Kaska seem etymologically related to the Kaukasi, Kolkhoi, Khatti,
Khurri, Khaldi, Kaspoi and Khassiti pre I-E people who lived in
Anatolia, Georgia, Armenia, northern Mesopotamia and the Zagros
mountains.

> Vinca (Proto-Hattic):
> ---------------------
> 7000 to 5500 BCE
> - spreads from the north and takes over the Balkan
> coastline between 7000 and 6000 BCE as Semitish
> agriculturalists come into Europe via the Bosporus
> - adopts Semitish words early on, like the word
> *Taurum "bull", becoming ProtoHattic *Launon with
> initial lateral fricative (*Launon > *Ta:no >
> Hattic /taru/ "storm god")
> - adopts mythology from the Semitish
>
> 5500 to 5000 BCE
> - the Lake Euxine Event hampers with the
> previous, intricate sea-trading network
> and the pressure of intrusion from the Tyrrhenians
> increases from the north until eventually the Hattic
> are displaced to the east, pushing the Semitish
> back into NW Anatolian by 5000 BCE (which in turn,
> pushes the Kartvelians eastward into the Caucasus)
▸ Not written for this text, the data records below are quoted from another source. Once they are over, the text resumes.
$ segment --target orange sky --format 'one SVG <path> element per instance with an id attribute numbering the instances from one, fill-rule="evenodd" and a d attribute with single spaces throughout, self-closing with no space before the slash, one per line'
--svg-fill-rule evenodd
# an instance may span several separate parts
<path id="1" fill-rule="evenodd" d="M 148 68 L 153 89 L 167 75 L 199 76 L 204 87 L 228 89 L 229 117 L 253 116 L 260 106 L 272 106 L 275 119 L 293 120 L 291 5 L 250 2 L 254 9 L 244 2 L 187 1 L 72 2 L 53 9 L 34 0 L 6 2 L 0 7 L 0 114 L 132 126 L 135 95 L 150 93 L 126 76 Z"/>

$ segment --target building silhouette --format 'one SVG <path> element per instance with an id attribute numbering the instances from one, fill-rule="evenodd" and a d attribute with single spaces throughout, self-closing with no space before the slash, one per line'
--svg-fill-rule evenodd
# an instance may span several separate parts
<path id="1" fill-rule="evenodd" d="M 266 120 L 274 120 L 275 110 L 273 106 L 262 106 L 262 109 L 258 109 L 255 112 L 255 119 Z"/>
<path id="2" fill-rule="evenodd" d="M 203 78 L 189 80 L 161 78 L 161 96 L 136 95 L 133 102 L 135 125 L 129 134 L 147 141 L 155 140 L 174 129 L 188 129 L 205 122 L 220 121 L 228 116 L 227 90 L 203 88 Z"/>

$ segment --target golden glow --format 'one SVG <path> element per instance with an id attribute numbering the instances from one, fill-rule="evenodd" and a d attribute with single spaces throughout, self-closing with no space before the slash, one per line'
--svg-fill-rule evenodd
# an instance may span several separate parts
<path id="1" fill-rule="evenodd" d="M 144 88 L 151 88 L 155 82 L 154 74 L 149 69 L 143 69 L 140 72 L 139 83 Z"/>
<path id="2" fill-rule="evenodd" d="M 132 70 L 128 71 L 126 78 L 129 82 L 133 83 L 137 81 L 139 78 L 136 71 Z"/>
> - Old European script first developped for the Vinca
> language, which lacked voiced or ejective stops but
> had labial phonemes (*kW, *tW, *sW, *nW, etc) and
> a fricative series (*f, *x, *L), lacked any
> "r"-like sound, contained two laterals (*l and *L),
> and had eight distinct vowels contrasting plain and
> nasal varieties (*a, *e, *i, *o, *u, *an, *en, *on).
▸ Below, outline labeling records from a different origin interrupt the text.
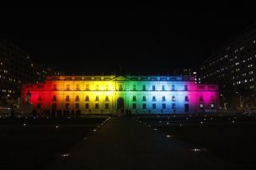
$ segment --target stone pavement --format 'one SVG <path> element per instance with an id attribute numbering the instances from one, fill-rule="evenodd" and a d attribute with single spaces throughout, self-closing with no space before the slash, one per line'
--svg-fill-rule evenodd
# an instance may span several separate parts
<path id="1" fill-rule="evenodd" d="M 111 117 L 47 169 L 234 169 L 128 117 Z"/>

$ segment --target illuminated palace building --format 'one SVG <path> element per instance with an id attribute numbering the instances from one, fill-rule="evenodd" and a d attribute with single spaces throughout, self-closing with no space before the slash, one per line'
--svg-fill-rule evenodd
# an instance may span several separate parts
<path id="1" fill-rule="evenodd" d="M 28 96 L 29 95 L 29 96 Z M 195 113 L 218 108 L 218 86 L 186 76 L 48 76 L 23 85 L 24 103 L 37 112 Z"/>

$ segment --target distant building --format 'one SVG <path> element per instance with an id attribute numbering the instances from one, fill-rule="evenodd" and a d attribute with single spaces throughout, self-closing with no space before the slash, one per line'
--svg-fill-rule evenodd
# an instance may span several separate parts
<path id="1" fill-rule="evenodd" d="M 201 65 L 202 83 L 218 84 L 221 106 L 256 106 L 256 27 L 251 27 L 216 49 Z"/>
<path id="2" fill-rule="evenodd" d="M 218 86 L 196 85 L 188 76 L 48 76 L 24 84 L 24 105 L 37 112 L 197 113 L 215 112 Z"/>
<path id="3" fill-rule="evenodd" d="M 26 52 L 8 40 L 0 40 L 0 105 L 18 100 L 23 83 L 42 82 L 45 75 Z"/>

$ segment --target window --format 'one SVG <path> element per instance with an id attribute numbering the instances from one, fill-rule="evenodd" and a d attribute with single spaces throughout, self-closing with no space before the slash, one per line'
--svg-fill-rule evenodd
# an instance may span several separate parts
<path id="1" fill-rule="evenodd" d="M 85 85 L 85 90 L 89 90 L 89 85 Z"/>
<path id="2" fill-rule="evenodd" d="M 76 100 L 75 100 L 76 101 L 79 101 L 79 95 L 77 95 L 76 96 Z"/>
<path id="3" fill-rule="evenodd" d="M 188 90 L 188 85 L 184 85 L 184 90 Z"/>
<path id="4" fill-rule="evenodd" d="M 184 104 L 185 112 L 188 112 L 189 111 L 189 104 Z"/>
<path id="5" fill-rule="evenodd" d="M 157 109 L 157 104 L 156 103 L 152 104 L 152 109 Z"/>
<path id="6" fill-rule="evenodd" d="M 136 90 L 136 85 L 132 85 L 132 90 Z"/>
<path id="7" fill-rule="evenodd" d="M 41 108 L 41 106 L 41 106 L 41 104 L 40 104 L 40 103 L 38 103 L 38 104 L 37 104 L 37 109 L 40 109 L 40 108 Z"/>
<path id="8" fill-rule="evenodd" d="M 109 109 L 109 103 L 105 103 L 105 109 Z"/>
<path id="9" fill-rule="evenodd" d="M 123 90 L 123 85 L 119 85 L 119 90 Z"/>
<path id="10" fill-rule="evenodd" d="M 133 103 L 132 104 L 132 109 L 136 109 L 137 107 L 136 107 L 136 103 Z"/>
<path id="11" fill-rule="evenodd" d="M 142 109 L 147 109 L 146 103 L 142 103 Z"/>
<path id="12" fill-rule="evenodd" d="M 76 109 L 79 109 L 79 103 L 76 103 L 75 108 L 76 108 Z"/>
<path id="13" fill-rule="evenodd" d="M 200 101 L 204 101 L 204 99 L 203 99 L 202 95 L 200 96 Z"/>
<path id="14" fill-rule="evenodd" d="M 85 104 L 85 109 L 89 109 L 89 104 L 88 103 Z"/>
<path id="15" fill-rule="evenodd" d="M 57 85 L 53 85 L 53 90 L 57 90 Z"/>
<path id="16" fill-rule="evenodd" d="M 213 95 L 211 95 L 211 101 L 214 101 L 214 97 L 213 97 Z"/>
<path id="17" fill-rule="evenodd" d="M 42 100 L 42 96 L 41 96 L 41 95 L 39 95 L 37 100 L 38 100 L 38 101 L 41 101 L 41 100 Z"/>
<path id="18" fill-rule="evenodd" d="M 80 85 L 77 85 L 77 90 L 80 90 Z"/>
<path id="19" fill-rule="evenodd" d="M 156 100 L 156 96 L 152 96 L 152 101 L 155 101 Z"/>
<path id="20" fill-rule="evenodd" d="M 89 95 L 86 95 L 86 96 L 85 96 L 85 100 L 86 100 L 86 101 L 88 101 L 88 100 L 89 100 Z"/>
<path id="21" fill-rule="evenodd" d="M 166 104 L 165 103 L 162 104 L 162 109 L 166 109 Z"/>
<path id="22" fill-rule="evenodd" d="M 95 109 L 99 109 L 99 103 L 95 104 Z"/>
<path id="23" fill-rule="evenodd" d="M 162 97 L 162 100 L 165 101 L 165 96 L 164 95 Z"/>
<path id="24" fill-rule="evenodd" d="M 69 103 L 66 103 L 65 108 L 66 108 L 66 109 L 69 109 L 69 106 L 69 106 Z"/>
<path id="25" fill-rule="evenodd" d="M 173 96 L 172 96 L 172 101 L 175 101 L 175 100 L 176 100 L 175 96 L 173 95 Z"/>
<path id="26" fill-rule="evenodd" d="M 67 85 L 67 90 L 70 90 L 70 85 Z"/>
<path id="27" fill-rule="evenodd" d="M 132 100 L 133 100 L 133 101 L 136 101 L 136 100 L 135 95 L 132 96 Z"/>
> Much like Modern Japanese, it was also polysyllabic,
> had a tonal accent, and could only tolerate syllables
> of the shape (C)V.
>
> 5000 to 4000 BCE
> - as the Tyrrhenians become more culturally dominant
> from the benefits of their sea-trade ventures,
> their expansion into Anatolia, eventually drives out
> the Hattic completely into Northern Anatolia
> - so, by 4000 BCE, they end up being where they are
> eventually found in later Hittite records, right
> next to the Kaskians

What Glen suggests is that the Tyrrhenians are the substrate to Indo-
Europeans in the area of Southern Russia and the Balkans. One would
expect toponyms to reflect this situation. Are there any?